In 1929 Bergman started her "card factory", creating linoleum prints for Christmas and other occasional cards. She printed these with a spoon on thin paper and then mounted them on cardboard. The card were commercially successful and she bought a printing press, selling the cards at paper and art shops nationwide. The business eventually became very successful, selling woodcuts and linocuts of flowers, with some Japanese influences. Reproductions were printed in journals and by the Föreningen för Grafisk Konst (The Swedish Fine Art Print Society). Five of her pictures of flowers were the basis for the Nordiska vildblommor stamp set issued by the Postverket in 1968.

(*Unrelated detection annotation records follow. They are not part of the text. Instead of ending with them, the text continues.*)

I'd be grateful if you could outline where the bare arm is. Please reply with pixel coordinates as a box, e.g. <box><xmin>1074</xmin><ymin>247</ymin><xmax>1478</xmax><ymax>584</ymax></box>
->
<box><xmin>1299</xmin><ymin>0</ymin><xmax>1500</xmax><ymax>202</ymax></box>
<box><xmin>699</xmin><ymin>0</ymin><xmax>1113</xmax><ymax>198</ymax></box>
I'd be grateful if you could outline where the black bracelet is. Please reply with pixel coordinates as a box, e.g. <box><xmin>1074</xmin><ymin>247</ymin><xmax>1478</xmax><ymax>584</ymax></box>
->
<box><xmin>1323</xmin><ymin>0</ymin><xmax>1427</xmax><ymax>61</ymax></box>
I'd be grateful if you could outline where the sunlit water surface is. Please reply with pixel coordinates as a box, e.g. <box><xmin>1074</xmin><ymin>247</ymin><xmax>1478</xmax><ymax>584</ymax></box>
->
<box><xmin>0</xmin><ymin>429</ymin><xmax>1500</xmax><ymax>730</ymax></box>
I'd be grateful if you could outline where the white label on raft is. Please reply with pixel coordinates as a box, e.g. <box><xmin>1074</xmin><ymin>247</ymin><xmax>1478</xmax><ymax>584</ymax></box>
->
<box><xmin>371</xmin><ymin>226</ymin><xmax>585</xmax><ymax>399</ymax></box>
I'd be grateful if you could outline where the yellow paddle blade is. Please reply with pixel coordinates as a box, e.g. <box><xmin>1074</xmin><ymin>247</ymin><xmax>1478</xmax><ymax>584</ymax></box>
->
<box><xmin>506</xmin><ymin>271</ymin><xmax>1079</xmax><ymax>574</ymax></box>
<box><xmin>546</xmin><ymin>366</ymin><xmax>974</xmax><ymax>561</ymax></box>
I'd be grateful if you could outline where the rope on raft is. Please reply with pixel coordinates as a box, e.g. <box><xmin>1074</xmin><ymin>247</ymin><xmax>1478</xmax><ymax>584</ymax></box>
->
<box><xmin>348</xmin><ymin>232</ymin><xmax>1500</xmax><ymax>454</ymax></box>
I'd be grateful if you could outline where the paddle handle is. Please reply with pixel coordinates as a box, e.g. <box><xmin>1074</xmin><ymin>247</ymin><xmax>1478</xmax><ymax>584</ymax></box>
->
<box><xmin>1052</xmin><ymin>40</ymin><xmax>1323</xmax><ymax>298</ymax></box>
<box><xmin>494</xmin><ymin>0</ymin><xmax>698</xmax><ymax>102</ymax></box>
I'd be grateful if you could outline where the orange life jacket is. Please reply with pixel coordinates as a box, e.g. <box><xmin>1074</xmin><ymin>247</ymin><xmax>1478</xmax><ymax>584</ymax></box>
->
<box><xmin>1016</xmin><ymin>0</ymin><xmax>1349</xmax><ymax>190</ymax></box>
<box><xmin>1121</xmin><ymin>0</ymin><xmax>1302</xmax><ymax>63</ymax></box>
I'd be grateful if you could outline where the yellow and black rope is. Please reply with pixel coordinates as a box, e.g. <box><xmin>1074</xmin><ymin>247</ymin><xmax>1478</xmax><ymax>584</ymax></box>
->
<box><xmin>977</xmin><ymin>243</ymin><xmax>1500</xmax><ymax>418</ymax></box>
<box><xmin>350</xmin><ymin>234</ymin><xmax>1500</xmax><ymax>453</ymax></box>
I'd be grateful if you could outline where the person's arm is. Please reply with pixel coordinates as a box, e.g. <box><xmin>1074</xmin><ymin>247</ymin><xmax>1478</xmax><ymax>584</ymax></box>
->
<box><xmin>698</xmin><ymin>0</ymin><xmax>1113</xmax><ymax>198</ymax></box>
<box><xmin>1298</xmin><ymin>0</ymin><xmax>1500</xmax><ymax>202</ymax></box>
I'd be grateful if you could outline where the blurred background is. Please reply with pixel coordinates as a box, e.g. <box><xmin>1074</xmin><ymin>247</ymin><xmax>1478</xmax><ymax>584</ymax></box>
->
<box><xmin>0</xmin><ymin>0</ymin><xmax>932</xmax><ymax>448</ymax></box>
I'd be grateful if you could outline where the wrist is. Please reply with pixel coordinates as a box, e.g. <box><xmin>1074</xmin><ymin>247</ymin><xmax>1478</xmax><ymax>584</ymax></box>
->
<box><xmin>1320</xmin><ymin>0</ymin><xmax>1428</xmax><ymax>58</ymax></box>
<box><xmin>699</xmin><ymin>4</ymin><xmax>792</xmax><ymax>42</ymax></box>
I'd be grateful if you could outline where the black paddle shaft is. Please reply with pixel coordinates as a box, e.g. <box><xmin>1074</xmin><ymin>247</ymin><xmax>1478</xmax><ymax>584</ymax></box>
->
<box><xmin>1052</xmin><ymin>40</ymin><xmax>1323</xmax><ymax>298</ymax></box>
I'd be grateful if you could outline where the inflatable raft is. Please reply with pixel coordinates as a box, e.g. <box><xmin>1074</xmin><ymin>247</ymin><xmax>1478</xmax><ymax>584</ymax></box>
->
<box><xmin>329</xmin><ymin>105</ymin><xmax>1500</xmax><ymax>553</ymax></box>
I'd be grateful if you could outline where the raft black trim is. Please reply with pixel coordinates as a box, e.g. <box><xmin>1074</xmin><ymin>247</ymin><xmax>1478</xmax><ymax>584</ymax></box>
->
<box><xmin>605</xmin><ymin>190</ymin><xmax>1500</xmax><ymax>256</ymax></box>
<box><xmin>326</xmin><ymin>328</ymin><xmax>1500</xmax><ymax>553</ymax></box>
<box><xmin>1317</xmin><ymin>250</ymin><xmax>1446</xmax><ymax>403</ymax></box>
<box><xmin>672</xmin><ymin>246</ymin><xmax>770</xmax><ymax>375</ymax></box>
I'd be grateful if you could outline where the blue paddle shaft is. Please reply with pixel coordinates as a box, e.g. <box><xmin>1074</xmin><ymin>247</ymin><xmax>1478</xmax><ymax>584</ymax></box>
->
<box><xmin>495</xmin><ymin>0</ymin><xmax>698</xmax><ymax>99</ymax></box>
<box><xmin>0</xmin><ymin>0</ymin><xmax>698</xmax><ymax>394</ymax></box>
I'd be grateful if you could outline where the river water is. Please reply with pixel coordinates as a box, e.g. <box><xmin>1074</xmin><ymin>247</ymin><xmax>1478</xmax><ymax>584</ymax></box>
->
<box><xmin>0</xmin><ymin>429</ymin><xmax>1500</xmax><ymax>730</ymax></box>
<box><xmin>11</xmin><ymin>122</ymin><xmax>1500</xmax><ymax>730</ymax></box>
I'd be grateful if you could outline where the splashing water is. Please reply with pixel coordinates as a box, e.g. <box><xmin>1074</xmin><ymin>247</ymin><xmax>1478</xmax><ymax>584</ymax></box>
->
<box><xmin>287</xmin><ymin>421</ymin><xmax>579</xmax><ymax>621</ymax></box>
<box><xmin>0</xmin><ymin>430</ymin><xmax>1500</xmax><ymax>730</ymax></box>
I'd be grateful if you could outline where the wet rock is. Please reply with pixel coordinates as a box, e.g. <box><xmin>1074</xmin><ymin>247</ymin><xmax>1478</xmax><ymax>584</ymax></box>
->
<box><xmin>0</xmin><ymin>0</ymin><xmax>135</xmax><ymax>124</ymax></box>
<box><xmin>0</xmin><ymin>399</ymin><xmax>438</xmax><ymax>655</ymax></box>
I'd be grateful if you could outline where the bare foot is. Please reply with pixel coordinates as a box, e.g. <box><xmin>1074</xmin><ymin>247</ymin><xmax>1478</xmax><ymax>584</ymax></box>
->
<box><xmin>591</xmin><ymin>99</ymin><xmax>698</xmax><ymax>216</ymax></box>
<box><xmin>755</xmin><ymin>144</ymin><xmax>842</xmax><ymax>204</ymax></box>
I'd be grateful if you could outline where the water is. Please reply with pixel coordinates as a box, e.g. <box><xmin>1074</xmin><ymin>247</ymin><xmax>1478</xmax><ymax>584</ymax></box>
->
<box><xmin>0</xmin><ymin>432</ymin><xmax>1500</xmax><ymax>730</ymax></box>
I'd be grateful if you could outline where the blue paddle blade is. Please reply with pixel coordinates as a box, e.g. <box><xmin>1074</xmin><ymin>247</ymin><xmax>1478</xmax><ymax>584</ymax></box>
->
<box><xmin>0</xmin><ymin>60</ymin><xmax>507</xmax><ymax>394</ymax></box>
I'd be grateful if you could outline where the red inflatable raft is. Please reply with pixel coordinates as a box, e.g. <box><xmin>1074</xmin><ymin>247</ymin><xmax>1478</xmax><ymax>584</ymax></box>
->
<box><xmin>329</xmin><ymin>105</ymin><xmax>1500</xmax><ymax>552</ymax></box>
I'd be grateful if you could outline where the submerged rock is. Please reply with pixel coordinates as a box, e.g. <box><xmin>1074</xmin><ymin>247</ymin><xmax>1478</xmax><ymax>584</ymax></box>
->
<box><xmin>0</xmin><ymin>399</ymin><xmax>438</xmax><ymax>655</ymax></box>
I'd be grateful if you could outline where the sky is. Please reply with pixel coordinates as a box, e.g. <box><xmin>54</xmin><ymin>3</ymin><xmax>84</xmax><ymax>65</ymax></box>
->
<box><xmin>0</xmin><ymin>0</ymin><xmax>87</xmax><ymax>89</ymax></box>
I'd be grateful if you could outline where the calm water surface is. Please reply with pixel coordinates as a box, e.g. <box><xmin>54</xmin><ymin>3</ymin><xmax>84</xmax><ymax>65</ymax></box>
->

Bergman was a member of the cultural organisation Nya Idun and, in collaboration with Ida von Plomgren, wrote several plays for members to perform including a Mozart parody Figges bröllop in 1933 and Den gudomliga äppelkompotten in 1935 for the organisation's 50th anniversary.

== Legacy ==
Annie Bergman's work is held the collections of a number of international museums: the Nationalmuseum of Sweden, the Swedish Museum of Performing Arts (Scenkonstmuseet) in Stockholm, the Albertina Museum in Vienna, the Musée des Arts Décoratifs, Paris and the Centre de la gravure et de l'image imprimée in Brussels.

Annie Bergman died on 11 January 1987 in Stockholm age 97.